If you wear a Garmin, Apple Watch, Fitbit, or Whoop, there’s a good chance you’ve glanced at its VO2max estimate and either felt smug or slightly insulted. That number — the gold-standard measure of cardiorespiratory fitness — has become one of the most prominent metrics on the consumer wrist.
Here’s the uncomfortable truth from the validation literature: as a cross-sectional number, it’s often badly wrong. As a longitudinal signal, it’s surprisingly useful. Those two facts get conflated constantly, and the difference matters enormously depending on whether you’re a clinician, a coach, or just someone trying to get fitter.
The absolute number is the weak link
When researchers put consumer wearables next to cardiopulmonary exercise testing (CPET) — the laboratory gold standard with a metabolic cart, mask, and graded protocol — the gap is rarely subtle.
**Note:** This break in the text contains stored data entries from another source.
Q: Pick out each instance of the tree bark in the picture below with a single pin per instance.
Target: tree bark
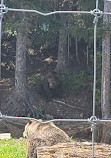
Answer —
(62, 60)
(105, 86)
(21, 102)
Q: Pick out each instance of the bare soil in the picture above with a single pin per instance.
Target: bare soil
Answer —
(75, 150)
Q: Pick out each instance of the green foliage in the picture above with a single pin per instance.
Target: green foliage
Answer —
(13, 148)
(73, 82)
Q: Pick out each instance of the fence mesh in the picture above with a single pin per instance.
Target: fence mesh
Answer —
(97, 14)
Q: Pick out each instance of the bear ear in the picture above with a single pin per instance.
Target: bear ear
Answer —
(29, 121)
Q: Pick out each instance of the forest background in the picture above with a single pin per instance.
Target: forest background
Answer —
(33, 45)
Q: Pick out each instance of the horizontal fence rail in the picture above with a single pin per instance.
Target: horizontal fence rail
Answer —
(97, 14)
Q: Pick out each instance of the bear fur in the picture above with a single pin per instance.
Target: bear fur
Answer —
(43, 135)
(51, 86)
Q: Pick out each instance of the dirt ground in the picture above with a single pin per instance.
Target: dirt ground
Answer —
(75, 150)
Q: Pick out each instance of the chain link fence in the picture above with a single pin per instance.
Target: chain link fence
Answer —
(97, 14)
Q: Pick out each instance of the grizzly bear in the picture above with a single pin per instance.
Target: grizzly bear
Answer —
(43, 135)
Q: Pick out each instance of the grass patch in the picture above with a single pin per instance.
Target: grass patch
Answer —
(13, 148)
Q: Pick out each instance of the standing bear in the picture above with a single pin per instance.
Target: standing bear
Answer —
(43, 135)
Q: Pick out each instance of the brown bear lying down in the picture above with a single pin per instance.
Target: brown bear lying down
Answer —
(43, 135)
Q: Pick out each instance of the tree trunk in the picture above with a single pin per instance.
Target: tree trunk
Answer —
(105, 86)
(21, 102)
(62, 60)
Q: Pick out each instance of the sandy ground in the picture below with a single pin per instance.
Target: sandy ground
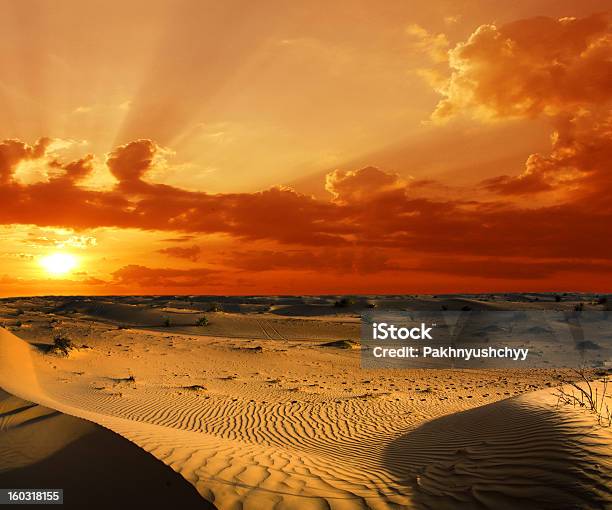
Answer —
(255, 412)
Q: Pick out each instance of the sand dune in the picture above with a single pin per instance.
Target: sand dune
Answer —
(292, 425)
(40, 447)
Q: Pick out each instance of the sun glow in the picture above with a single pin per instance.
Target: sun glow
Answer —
(58, 263)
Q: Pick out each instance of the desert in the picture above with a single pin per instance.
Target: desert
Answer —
(267, 405)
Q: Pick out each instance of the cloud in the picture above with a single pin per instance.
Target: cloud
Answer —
(17, 255)
(164, 277)
(361, 185)
(189, 253)
(75, 241)
(512, 269)
(531, 67)
(346, 260)
(373, 221)
(435, 45)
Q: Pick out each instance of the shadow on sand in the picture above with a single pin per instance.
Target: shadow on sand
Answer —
(506, 455)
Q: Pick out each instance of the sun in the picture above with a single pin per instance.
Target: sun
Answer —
(59, 263)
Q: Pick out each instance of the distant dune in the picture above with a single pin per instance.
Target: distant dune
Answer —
(271, 421)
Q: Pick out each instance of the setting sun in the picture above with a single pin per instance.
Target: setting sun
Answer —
(58, 263)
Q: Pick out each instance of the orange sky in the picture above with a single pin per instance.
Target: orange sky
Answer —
(306, 147)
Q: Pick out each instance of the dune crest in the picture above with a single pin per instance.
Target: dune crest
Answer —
(365, 451)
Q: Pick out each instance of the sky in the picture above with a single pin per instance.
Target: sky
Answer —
(345, 147)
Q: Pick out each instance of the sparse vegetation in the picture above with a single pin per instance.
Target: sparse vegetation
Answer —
(62, 344)
(344, 303)
(202, 321)
(582, 393)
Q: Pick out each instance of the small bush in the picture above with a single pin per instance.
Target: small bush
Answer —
(214, 307)
(344, 302)
(62, 343)
(202, 321)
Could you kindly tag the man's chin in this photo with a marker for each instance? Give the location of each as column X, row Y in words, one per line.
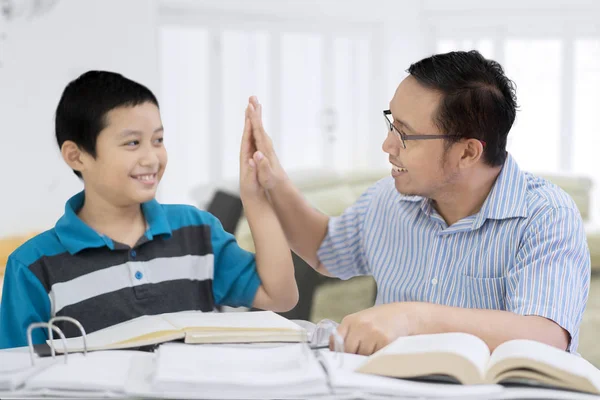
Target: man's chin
column 405, row 190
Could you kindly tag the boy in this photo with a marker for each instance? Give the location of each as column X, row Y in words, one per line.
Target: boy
column 117, row 254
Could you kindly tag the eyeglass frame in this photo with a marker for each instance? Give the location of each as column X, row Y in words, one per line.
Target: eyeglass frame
column 403, row 137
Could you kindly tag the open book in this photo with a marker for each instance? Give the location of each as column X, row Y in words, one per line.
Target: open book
column 466, row 359
column 194, row 327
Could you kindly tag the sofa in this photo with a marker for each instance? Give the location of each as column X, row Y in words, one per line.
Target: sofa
column 332, row 193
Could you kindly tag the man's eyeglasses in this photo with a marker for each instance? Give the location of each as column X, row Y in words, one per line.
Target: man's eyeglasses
column 402, row 137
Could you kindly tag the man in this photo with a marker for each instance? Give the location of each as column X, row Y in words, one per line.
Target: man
column 458, row 239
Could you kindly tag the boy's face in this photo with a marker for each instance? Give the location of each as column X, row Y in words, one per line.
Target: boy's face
column 130, row 156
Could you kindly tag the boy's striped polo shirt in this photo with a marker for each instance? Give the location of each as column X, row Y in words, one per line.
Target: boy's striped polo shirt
column 185, row 261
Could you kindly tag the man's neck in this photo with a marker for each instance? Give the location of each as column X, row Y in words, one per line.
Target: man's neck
column 125, row 224
column 467, row 197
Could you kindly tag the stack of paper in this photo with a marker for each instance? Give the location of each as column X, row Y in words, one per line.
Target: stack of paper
column 219, row 371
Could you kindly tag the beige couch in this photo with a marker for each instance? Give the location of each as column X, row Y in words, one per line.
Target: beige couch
column 332, row 193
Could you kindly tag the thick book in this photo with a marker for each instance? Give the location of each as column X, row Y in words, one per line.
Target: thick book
column 466, row 359
column 192, row 327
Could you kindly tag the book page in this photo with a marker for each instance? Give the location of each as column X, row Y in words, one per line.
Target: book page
column 459, row 355
column 221, row 367
column 521, row 354
column 341, row 369
column 254, row 320
column 148, row 327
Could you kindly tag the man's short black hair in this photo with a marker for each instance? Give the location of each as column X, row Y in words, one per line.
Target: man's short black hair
column 86, row 101
column 478, row 100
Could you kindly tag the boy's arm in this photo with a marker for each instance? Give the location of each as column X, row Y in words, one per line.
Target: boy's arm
column 304, row 227
column 278, row 290
column 24, row 301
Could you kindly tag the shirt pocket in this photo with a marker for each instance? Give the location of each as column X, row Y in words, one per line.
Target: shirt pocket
column 485, row 293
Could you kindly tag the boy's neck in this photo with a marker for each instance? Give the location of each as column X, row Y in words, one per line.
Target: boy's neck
column 125, row 224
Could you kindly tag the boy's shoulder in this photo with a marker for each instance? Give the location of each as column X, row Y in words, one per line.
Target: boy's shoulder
column 45, row 244
column 183, row 215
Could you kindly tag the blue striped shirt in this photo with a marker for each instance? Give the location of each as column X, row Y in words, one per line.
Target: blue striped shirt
column 525, row 251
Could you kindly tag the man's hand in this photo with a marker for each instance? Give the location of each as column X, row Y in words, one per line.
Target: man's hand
column 249, row 185
column 270, row 172
column 369, row 330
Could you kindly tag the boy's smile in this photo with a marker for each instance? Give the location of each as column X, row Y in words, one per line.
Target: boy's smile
column 130, row 156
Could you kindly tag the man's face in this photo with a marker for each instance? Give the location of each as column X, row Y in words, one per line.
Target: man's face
column 130, row 156
column 423, row 168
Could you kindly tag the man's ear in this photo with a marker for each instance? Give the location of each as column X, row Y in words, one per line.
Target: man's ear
column 73, row 156
column 472, row 152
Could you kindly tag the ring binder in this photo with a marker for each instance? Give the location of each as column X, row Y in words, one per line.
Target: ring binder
column 50, row 328
column 74, row 322
column 327, row 329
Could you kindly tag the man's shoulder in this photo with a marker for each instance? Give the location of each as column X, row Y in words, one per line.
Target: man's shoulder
column 45, row 244
column 543, row 196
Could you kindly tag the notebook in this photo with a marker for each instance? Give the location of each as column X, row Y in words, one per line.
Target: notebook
column 234, row 372
column 95, row 375
column 194, row 327
column 16, row 368
column 467, row 359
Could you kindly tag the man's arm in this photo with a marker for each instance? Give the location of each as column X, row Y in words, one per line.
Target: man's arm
column 370, row 330
column 493, row 326
column 304, row 227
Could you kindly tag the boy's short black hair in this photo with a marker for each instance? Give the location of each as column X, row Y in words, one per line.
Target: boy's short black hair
column 478, row 100
column 85, row 102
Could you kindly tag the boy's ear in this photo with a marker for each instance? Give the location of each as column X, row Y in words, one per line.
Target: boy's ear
column 73, row 156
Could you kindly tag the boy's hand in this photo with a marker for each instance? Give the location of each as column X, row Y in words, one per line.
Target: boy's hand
column 249, row 186
column 270, row 172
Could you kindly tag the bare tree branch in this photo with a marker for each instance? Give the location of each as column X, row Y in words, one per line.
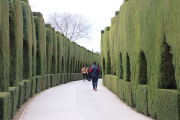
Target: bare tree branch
column 74, row 26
In a recent CONVALESCENCE sub-study of 203 middle-aged adults, a Garmin Vivoactive 4s overestimated CPET-measured VO2max by roughly 14 ml·kg⁻¹·min⁻¹, with limits of agreement spanning from about 2 to 27 ml·kg⁻¹·min⁻¹. Median absolute percentage error sat around 56–60%. The error wasn’t random; it scaled directly with how mismatched the participant’s actual fitness was from what an anthropometric equation would predict from their age, sex, height, and weight. In other words, the watch was essentially regressing toward a demographic average and calling it a measurement.
An Apple Watch Series 7 validation study found a mean absolute percentage error of about 16% against indirect calorimetry, with the device systematically overestimating low-fitness individuals and underestimating high-fitness ones — a compression toward the mean that shows up across nearly every device tested. The Garmin fēnix 6 fares better in athletic populations (MAPE around 7% in one validation), but even there the picture flips depending on the cohort.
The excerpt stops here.